What Is AI in the End? First, Understand It as a "Broad Word"
AI (Artificial Intelligence) is, in a word, "an umbrella term for technologies that make computers do humans' intellectual tasks." This is important: AI is not the name of one specific technology but an "umbrella"-like word that bundles various methods and ways of thinking.
For example, things AI is good at include the following.
- Finding cats in images (image recognition)
- Classifying spam mail (classification)
- Forecasting demand to optimize inventory (prediction)
- Summarizing text, answering in chat (natural language processing)
And the representative approach that realizes that AI is machine learning; within machine learning there is deep learning; and as a development of deep learning, generative AI is drawing attention—this is the relationship.
First, a Map: The Relationship of AI, Machine Learning, Deep Learning, and Generative AI
It is easy to get confused, so let's organize it roughly as a hierarchy.
AI (Artificial Intelligence): an umbrella term for technologies that realize intellectual tasks
└ Machine Learning (ML): a method that learns rules from data to predict or classify
└ Deep Learning (DL): a kind of machine learning that automatically learns features with (multi-layer) neural nets
└ Generative AI: AI that generates "new content" such as text, images, and audio (mainly based on DL)
The point is that generative AI is "a part of AI" and is not a concept opposed to machine learning or deep learning.
What Is Machine Learning (ML)? The Technology of "Hitting the Mark" From Data
Machine learning is technology that, instead of a person writing all the rules, learns patterns from past data to estimate and judge. The image is like "showing many example problems to make it strong on the test."
Representative tasks
- Classification: spam/not-spam, normal/abnormal, etc.

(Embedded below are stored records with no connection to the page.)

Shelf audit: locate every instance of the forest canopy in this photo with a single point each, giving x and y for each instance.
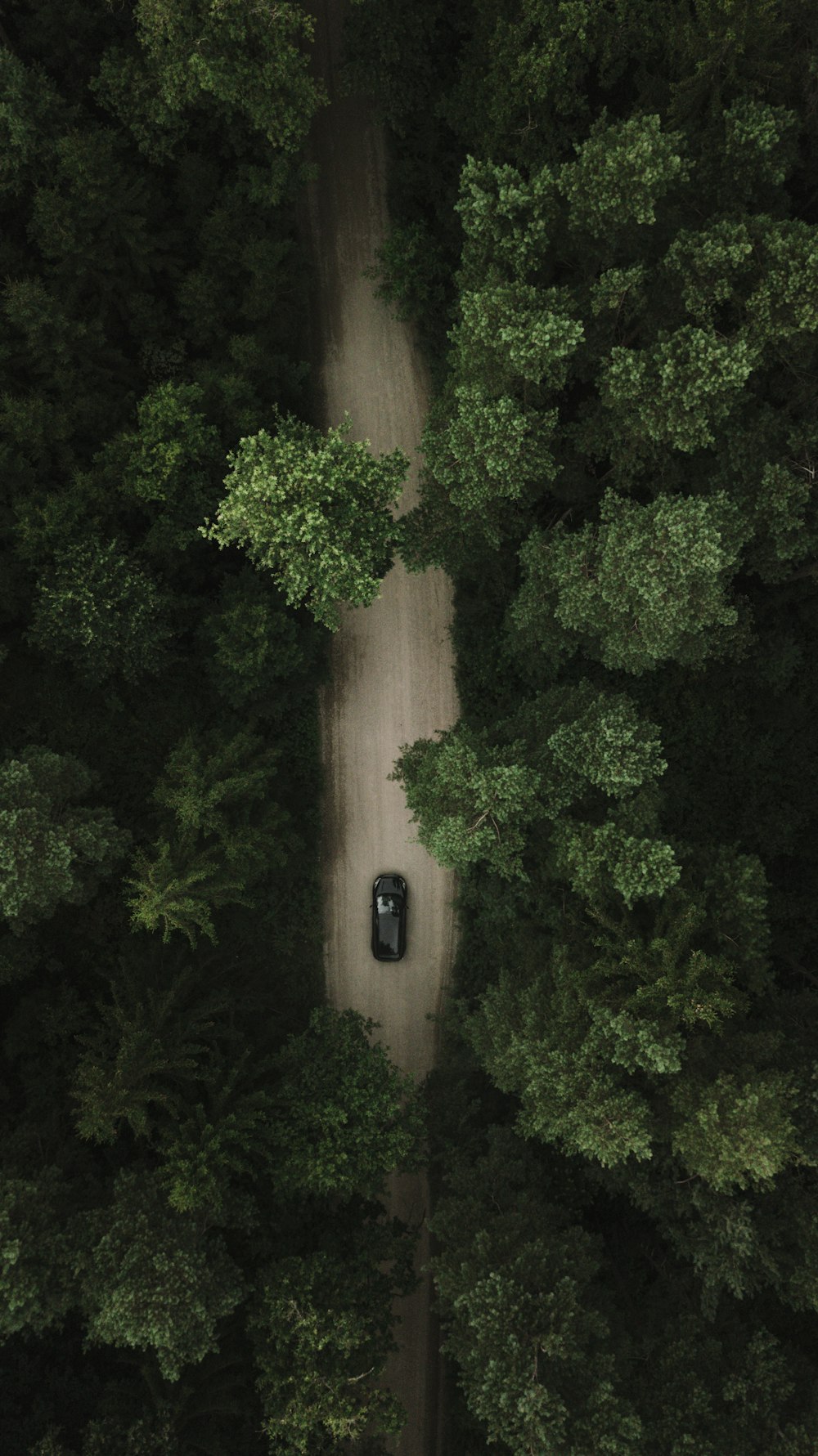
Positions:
(605, 233)
(194, 1252)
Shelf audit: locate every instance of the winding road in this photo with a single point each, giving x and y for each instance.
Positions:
(391, 669)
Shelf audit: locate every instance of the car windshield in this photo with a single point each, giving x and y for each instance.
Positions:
(389, 904)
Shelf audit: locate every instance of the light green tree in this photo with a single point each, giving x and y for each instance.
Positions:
(473, 801)
(315, 512)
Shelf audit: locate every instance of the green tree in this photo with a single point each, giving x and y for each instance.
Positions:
(312, 510)
(521, 1314)
(178, 887)
(249, 59)
(52, 849)
(218, 791)
(321, 1331)
(222, 1140)
(645, 585)
(344, 1116)
(101, 612)
(35, 1254)
(147, 1047)
(154, 1279)
(251, 643)
(168, 464)
(471, 800)
(622, 171)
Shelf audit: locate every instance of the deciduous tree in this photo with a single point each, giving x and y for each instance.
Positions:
(312, 510)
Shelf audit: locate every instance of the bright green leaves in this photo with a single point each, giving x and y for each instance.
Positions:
(709, 267)
(758, 145)
(168, 464)
(52, 849)
(177, 889)
(645, 585)
(737, 1131)
(622, 172)
(344, 1116)
(594, 858)
(315, 512)
(154, 1279)
(473, 801)
(516, 334)
(29, 113)
(678, 391)
(505, 217)
(253, 641)
(544, 1044)
(251, 59)
(480, 801)
(490, 450)
(609, 746)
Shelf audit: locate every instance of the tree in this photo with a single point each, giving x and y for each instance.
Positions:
(249, 59)
(312, 510)
(251, 643)
(52, 849)
(168, 465)
(35, 1254)
(321, 1329)
(154, 1279)
(643, 585)
(178, 889)
(471, 800)
(515, 332)
(490, 450)
(218, 791)
(521, 1312)
(622, 171)
(101, 612)
(146, 1050)
(344, 1116)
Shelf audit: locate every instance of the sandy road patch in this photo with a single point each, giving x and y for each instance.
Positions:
(393, 667)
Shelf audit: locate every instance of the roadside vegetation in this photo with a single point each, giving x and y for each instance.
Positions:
(607, 236)
(194, 1256)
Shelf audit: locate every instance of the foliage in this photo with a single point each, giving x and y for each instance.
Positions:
(312, 510)
(344, 1116)
(318, 1347)
(52, 849)
(471, 800)
(155, 1280)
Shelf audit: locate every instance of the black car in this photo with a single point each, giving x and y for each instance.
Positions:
(389, 917)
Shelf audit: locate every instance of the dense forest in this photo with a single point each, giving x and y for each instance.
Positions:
(194, 1256)
(605, 235)
(605, 229)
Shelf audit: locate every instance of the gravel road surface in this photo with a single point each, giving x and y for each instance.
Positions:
(393, 669)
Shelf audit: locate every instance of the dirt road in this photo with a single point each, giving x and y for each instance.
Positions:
(393, 678)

- Regression: predicting "numbers" such as sales or temperature
- Clustering: grouping similar customers (unsupervised learning)
Common examples (the handy, useful ones)
- E-commerce recommendations (estimating preferences from purchase history)
- Credit card fraud detection (detecting behavior different from usual)
- Predictive signs of factory equipment failure (predicting signs of anomalies from sensor data)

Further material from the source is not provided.